Against the backdrop of a market that continued to slow down significantly, revenues at the storage media manufacturer Sonopress declined, as was expected. The Topac packaging printing company, which is part of the Sonopress Group, successfully entered the market for sustainable food packaging during the past financial year.
The group’s education businesses, which are pooled in the Bertelsmann Education Group, recorded significant growth in the 2019 financial year. Operating profit more than doubled. The division benefited from ongoing high demand for digital educational services in the areas of health, educational theory and technology.
Bertelsmann Education Group revenues increased by 29.4 percent to €333 million (previous year: €258 million). Organic and acquisition-related growth at the e-learning provider Relias, the expansion of the online business at Alliant International University and positive currency effects all contributed to this result. Operating EBITDA improved to €84 million (previous year: €37 million). The EBITDA margin was 25.2 percent (previous year: 14.5 percent).
The e-learning provider Relias, which specializes in online continuing education and training for the healthcare sector, increased its customer base to around 11,200 institutions in 2019. During the course of the year, the healthcare division of the educational provider OnCourse Learning, acquired in 2018, was fully integrated into Relias. The OnCourse divisions for training in financial services and real estate were sold separately.
Alliant International University, specializing in psychology and education, continued to expand its online enrollments. Alliant also introduced a new Student Information System that allows students to plan and manage their academic careers entirely online.
The online learning platform Udacity, in which Bertelsmann holds a significant stake, further developed its range of courses in the technology vertical and introduced new Nanodegrees for data engineering, cloud computing and artificial intelligence.
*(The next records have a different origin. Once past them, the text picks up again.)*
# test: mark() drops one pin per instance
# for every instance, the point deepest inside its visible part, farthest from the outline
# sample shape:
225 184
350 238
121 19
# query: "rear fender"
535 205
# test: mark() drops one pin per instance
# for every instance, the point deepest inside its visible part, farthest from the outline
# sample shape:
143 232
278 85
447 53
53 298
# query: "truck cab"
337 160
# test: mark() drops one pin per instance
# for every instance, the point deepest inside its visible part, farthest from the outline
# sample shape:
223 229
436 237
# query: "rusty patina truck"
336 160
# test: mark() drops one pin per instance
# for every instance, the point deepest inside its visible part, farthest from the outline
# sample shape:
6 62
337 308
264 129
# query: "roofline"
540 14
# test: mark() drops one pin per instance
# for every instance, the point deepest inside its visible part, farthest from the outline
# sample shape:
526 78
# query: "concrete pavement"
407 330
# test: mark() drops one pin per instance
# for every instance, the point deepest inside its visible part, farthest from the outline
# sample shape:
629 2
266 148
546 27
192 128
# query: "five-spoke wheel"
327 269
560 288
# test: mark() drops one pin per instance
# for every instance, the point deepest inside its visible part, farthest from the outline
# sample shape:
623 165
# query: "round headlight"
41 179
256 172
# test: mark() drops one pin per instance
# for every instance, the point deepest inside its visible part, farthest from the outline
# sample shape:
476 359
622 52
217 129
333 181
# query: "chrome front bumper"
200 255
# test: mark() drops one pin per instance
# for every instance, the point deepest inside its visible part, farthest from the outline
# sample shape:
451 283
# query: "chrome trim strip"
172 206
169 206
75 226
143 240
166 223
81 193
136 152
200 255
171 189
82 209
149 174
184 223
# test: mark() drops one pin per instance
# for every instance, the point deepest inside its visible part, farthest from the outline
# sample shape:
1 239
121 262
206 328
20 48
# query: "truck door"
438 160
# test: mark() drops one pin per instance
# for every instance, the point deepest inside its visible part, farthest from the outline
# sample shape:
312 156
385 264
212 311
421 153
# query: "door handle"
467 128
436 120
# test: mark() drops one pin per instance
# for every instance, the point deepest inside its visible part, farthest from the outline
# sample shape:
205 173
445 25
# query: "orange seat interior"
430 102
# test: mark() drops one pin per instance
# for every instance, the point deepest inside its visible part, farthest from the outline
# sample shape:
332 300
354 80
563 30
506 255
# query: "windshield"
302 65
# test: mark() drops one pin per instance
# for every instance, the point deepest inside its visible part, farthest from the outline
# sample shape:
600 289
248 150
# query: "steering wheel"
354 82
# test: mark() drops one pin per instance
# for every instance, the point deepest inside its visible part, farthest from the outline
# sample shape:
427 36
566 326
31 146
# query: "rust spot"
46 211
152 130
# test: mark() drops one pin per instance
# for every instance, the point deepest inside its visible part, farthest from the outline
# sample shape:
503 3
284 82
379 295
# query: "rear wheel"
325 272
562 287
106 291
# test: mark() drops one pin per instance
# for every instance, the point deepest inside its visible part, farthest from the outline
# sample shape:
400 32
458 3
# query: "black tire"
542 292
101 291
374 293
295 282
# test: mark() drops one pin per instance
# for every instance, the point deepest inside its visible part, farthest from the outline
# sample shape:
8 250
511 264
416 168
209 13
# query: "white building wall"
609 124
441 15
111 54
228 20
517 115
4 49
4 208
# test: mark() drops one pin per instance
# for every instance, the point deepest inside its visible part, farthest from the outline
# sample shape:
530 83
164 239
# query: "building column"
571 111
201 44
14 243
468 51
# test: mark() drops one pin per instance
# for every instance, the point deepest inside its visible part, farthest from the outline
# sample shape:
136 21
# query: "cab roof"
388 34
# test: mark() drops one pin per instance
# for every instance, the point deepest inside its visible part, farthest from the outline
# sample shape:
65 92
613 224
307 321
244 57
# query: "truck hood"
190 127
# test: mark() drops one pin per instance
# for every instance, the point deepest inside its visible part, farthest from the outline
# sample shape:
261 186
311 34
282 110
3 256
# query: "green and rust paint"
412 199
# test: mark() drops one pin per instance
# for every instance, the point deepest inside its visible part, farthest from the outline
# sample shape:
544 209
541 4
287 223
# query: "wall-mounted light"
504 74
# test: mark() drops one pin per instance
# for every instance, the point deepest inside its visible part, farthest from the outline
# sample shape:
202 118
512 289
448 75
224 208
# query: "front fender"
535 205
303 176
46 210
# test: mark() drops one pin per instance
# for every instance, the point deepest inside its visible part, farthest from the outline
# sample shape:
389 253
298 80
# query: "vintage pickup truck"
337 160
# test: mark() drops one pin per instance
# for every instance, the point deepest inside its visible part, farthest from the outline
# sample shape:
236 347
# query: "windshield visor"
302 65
Udacity continued to expand its business with corporate customers.
In 2019, Bertelsmann launched a three-year global education initiative that will provide 50,000 tech scholarships for Udacity courses in the fields of cloud, data and artificial intelligence. Around 46,000 applications from all over the world were submitted for the first round comprising 15,000 scholarships. The courses started in October.
In the 2019 financial year, Bertelsmann Investments (BI) expanded its global network of holdings in innovative young companies and extended its regional focus to Africa and Southeast Asia. BI made a total of roughly 80 new and followon investments during the reporting period. At the same time, it completed several exits, so that by year-end the Bertelsmann Investments portfolio comprised around 230 investments.
Bertelsmann Investments once again made a noticeable contribution to the Group’s results, mainly through increases in the value of its holdings and through disposals. EBIT amounted to €107 million (previous year: €96 million).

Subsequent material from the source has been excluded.